Una de las riquezas del libro de Thompson, entre muchas otras, radica en los casos que expone: actuales, clarificadores, muchos de ellos, cuestiones que han ocupado la atención de los lectores: la campaña en contra del Obamacare, la cuestión de los discursos en tiempos de guerra -donde, por supuesto, volvemos a encontrarnos con Winston Churchill-, las interacciones entre marketing y política, sopesadas bajo las realidades tecnológicas de nuestro tiempo: “Internet y las plataformas como Twitter y Facebook han convertido a la humanidad conectada en un inmenso laboratorio de lenguaje político. Un comentarista o un agente político puede emitir docenas de frases o expresiones al día. La mayoría se evapora sin dejar rastro, pero de cuando en cuando aparece una tan llamativa, provocadora o divertida que en cuestión de minutos la están republicando y retuiteando un círculo cada vez mayor de personas”.
Rico almacén de recursos
El genio retórico tiene un carácter social e histórico: depende, en buena medida, de la situación, la audiencia y el momento.

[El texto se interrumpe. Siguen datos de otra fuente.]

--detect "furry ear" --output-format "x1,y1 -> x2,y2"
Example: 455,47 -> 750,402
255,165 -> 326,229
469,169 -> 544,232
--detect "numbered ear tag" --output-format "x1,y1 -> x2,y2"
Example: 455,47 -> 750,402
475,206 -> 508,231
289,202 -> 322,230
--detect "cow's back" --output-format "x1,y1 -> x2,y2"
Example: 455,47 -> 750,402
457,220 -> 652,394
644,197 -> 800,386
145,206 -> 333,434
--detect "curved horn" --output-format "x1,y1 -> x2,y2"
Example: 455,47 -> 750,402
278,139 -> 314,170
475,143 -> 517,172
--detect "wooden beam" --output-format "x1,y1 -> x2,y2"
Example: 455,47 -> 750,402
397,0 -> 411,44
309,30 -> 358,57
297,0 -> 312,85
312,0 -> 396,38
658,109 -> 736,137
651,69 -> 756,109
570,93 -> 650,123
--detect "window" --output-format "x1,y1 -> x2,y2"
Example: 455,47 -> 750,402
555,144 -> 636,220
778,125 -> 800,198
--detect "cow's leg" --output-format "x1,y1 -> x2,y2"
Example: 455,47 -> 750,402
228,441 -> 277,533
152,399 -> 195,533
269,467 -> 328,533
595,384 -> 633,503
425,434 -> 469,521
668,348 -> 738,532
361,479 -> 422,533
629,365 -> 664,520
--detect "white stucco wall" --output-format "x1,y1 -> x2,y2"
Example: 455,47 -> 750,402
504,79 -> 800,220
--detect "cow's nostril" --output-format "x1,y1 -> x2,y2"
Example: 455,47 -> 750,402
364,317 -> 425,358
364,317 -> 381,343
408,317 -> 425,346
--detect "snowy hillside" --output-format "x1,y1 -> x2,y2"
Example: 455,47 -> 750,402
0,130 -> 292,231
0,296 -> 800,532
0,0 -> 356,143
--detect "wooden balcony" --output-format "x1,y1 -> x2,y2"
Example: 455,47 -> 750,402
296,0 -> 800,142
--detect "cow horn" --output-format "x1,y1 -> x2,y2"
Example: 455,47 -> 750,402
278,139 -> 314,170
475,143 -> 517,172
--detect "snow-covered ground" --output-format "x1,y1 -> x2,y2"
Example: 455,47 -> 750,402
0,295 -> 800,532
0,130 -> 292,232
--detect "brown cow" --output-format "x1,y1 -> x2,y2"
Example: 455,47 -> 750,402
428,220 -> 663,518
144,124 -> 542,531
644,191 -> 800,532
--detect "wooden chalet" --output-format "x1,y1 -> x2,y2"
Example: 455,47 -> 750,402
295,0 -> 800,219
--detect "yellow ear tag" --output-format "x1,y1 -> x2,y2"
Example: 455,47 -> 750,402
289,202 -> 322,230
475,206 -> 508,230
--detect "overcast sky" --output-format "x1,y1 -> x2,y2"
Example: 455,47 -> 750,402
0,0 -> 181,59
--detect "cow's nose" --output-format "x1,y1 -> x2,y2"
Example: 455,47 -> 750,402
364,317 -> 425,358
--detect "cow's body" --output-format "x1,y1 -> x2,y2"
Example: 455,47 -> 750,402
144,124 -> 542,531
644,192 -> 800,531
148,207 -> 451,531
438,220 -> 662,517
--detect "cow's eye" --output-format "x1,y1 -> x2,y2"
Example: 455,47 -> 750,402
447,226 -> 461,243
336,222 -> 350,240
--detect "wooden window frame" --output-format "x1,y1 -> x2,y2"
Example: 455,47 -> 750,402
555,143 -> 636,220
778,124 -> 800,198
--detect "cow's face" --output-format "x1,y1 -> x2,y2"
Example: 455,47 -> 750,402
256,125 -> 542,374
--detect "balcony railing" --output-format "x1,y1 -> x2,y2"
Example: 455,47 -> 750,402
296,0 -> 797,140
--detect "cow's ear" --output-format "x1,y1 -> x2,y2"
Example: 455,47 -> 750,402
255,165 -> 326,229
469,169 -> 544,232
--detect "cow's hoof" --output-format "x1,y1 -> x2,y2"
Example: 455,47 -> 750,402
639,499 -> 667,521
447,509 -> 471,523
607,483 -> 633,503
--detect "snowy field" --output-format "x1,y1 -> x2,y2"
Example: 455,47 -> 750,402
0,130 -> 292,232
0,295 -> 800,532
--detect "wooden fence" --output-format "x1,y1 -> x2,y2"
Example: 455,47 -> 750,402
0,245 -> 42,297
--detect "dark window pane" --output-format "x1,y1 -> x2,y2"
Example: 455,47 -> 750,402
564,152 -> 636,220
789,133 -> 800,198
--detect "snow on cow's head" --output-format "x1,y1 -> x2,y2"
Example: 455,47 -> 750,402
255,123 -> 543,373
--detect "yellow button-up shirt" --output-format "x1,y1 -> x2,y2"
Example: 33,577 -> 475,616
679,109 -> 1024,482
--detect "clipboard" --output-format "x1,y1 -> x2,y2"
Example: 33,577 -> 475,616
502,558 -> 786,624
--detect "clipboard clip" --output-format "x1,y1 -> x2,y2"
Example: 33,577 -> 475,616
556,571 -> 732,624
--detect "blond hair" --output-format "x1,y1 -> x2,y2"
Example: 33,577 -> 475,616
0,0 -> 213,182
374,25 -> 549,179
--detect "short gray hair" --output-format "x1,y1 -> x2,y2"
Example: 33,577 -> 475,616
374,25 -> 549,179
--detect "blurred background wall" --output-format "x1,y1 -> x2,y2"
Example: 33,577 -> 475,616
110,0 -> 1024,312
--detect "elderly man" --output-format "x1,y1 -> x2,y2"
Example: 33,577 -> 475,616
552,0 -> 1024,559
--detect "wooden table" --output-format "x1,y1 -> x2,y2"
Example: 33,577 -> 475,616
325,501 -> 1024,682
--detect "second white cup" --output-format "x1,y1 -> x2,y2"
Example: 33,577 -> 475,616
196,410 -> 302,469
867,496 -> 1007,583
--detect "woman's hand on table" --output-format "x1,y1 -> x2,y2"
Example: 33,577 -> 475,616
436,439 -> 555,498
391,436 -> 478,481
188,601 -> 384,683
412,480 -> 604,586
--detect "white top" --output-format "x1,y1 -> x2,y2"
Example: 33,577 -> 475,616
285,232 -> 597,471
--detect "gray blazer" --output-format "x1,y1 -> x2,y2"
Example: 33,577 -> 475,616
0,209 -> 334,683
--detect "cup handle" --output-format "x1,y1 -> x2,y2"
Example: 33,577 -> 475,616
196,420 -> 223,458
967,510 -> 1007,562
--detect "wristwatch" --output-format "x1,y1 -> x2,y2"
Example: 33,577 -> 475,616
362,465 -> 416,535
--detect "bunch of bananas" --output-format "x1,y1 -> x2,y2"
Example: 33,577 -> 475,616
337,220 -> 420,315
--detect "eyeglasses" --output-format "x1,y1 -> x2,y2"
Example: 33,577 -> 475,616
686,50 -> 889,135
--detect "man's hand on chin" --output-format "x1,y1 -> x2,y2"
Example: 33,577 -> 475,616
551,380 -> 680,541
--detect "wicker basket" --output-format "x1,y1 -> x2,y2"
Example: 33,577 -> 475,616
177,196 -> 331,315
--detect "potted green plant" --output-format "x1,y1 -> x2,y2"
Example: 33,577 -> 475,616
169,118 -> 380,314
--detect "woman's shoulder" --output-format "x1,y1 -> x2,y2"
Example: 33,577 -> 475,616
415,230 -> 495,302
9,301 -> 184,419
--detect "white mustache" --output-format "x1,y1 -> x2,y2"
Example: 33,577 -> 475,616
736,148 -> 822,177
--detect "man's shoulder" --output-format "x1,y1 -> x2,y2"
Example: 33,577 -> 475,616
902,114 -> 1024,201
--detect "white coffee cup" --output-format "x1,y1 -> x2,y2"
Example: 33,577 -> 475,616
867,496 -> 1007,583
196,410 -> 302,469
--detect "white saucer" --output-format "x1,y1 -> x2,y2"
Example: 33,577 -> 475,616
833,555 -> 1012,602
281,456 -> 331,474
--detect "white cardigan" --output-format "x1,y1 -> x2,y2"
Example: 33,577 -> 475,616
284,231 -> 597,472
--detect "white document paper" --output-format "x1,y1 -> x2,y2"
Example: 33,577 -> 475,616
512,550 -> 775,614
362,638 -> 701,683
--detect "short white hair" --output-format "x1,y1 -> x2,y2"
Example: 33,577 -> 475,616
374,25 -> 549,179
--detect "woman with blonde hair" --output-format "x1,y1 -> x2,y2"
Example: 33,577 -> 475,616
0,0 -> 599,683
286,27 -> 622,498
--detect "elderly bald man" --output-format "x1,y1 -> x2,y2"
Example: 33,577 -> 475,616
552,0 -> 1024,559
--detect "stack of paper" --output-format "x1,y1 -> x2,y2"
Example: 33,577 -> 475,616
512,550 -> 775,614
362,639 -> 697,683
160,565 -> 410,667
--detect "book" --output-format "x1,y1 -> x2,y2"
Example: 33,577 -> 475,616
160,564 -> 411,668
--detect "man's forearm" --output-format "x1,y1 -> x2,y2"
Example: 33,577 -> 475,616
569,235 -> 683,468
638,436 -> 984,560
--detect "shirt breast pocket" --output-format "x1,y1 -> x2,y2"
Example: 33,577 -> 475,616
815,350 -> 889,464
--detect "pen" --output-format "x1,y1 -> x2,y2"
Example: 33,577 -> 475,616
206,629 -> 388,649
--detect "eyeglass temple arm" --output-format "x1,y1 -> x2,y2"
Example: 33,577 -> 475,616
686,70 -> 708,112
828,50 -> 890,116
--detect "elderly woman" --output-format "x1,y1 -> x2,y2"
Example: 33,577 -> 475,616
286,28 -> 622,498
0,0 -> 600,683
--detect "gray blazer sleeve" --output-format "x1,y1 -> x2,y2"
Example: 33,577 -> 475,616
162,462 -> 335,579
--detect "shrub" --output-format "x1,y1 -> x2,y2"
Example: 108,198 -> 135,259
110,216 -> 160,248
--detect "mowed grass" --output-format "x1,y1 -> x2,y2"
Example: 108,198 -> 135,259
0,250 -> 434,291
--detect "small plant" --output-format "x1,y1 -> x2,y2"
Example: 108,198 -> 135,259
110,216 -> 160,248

No hay fórmulas ni trucos garantizados: hace falta el tino del observador, el sentido de oportunidad para construir las fórmulas de aquello que la-gente-quiere-oír.
En varios países de Europa, los delitos de odio -racismo, xenofobia, homofobia, violencia de género- se muestran en auge
Frases capaces de comprimir en pocas palabras hechos o situaciones de mayor amplitud; enunciados de tal impacto que omiten los argumentos intermedios sin que la audiencia se percate de ello; martillazos verbales que destruyen la comprensión y proclaman una amenaza o una actitud -el maximalismo del que hablaba Aristóteles-; operaciones argumentales que reducen la complejidad a las dos partes de toda polaridad; el recurso de la culpa que evita las explicaciones difíciles; todas estas son fuerzas que, en el criterio de Thompson, confluyen en la precarización del lenguaje político.
La crisis es de tal calado, que no solo carcome las bases del ejercicio de la política y la gestión pública. Va más allá: deslegitima la democracia. Pone en riesgo las instituciones y los mecanismos de la confianza y la convivencia. Thompson habla de la abolición del lenguaje público. A lo largo de la historia se han producido declives a los que han seguido etapas de reverdecimiento. Hay fuerzas activas que continúan con su tarea demoledora. Pero también hay otras, como el sentido común, el profesionalismo y el propósito del bienestar público, que parecen dispuestas a resistir y a modificar la tendencia en curso.